Parker is forced to rely on the amateur to help in his plan to get revenge on the three crooks who double crossed him. The partnership is sometimes good, sometimes bad. There's also a deputy sheriff nosing around that knows something is just not right but he can't put all of the pieces together.Things come to a violent head (as they always do in a Parker novel) and there are a couple of very satisfying plot twists and turns before everything is finally over.
FLASHFIRE is a terrific crime thriller written by a genre master at the peak of his career. Stark (or Westlake, if you prefer), writes in an economical, stripped down prose style that keeps you turning pages. He also seems to know way too much about how professional criminals operate (and I don't really want to know how he gained that information). He also makes us root for a bad guy. We want Parker to succeed in his quest and, true to form, he does. Once Parker sets his mind on something, there's no stopping him.
FLASHFIRE was the basis of the recent film, PARKER (2013) with Jason Statham in the title role. I've not seen it but I will definitely check it out the first chance I get. In the meantime, it's off to BACKFLASH (another Parker caper) for me. Highest recommendation.
Friday, August 22, 2014
Despite the title and the fact that the film stars Vincent Price, SHOCK (1946) is not a horror film. It's a nifty little film noir that I watched a while back with my buddy Kelly Greene.
Vincent Price was under contract at 20th Century Fox in the late 1940s. He appeared in bit parts and supporting roles in a number of films including the noir masterpiece LAURA (1944). The studio heads at Fox apparently decided to see how Price could do in a leading role and thus, he was cast in SHOCK, in which he received top billing.

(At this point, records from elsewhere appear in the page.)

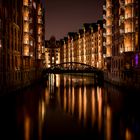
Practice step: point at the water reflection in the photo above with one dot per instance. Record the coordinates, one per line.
(71, 105)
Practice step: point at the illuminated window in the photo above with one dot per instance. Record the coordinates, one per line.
(34, 5)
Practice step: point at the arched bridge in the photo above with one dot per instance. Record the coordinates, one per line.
(73, 67)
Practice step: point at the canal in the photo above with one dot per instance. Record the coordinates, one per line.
(69, 107)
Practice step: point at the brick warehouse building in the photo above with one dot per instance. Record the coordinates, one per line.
(21, 43)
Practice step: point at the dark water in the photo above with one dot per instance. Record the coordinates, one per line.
(70, 107)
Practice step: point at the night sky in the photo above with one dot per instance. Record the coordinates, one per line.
(63, 16)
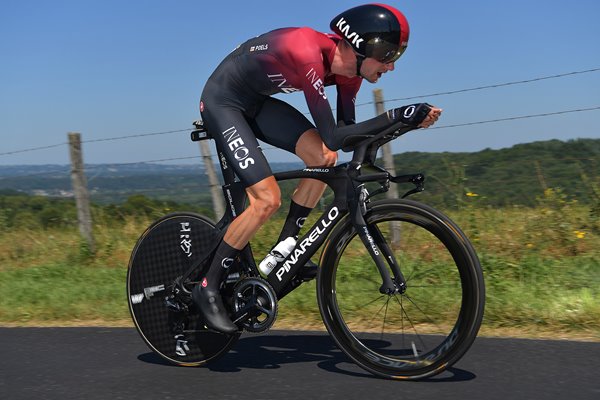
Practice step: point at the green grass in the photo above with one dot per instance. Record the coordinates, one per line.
(541, 268)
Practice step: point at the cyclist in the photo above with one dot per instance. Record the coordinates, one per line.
(237, 107)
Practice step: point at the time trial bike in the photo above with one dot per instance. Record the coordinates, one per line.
(399, 286)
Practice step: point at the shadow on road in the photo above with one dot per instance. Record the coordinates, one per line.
(273, 351)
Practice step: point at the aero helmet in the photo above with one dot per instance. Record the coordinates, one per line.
(378, 31)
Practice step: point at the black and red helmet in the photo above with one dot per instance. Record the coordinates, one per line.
(378, 31)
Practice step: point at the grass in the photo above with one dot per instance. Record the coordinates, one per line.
(541, 267)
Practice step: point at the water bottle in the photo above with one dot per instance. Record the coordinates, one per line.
(278, 254)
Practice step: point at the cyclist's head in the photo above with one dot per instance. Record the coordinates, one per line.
(378, 31)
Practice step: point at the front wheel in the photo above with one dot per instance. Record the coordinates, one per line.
(412, 334)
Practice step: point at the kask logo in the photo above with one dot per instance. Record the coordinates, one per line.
(343, 26)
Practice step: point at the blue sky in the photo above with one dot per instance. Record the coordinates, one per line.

Price plays Dr. Cross, a psychiatrist who murders his wife in order to be with his nurse, Elaine (Lynn Bari, as a lovely femme fatale). Trouble is, the murder is witnessed by Janet (Anabel Shaw), a young woman in the adjacent hotel room. Young Janet is awaiting the arrival home of her war veteran husband, Paul (Frank Latimore). But the sight of the murder sends Janet into a state of catatonic shock. This is a neat bit of role reversal. In many post war noirs, it's the men who come home shell shocked and psychologically damaged. Here, veteran Paul seems pretty well adjusted, while his poor wife is the one suffering.
Janet is put into the care of Dr. Cross, which works to his advantage. He figures if he can keep her doped up at his sanitarium, the only witness to his crime can never testify against him. But during the course of one stormy night, Janet comes out of her trance like state and remembers everything. Still, Cross can discredit her story as the ravings of a disturbed young woman who has undergone tremendous psychological stress.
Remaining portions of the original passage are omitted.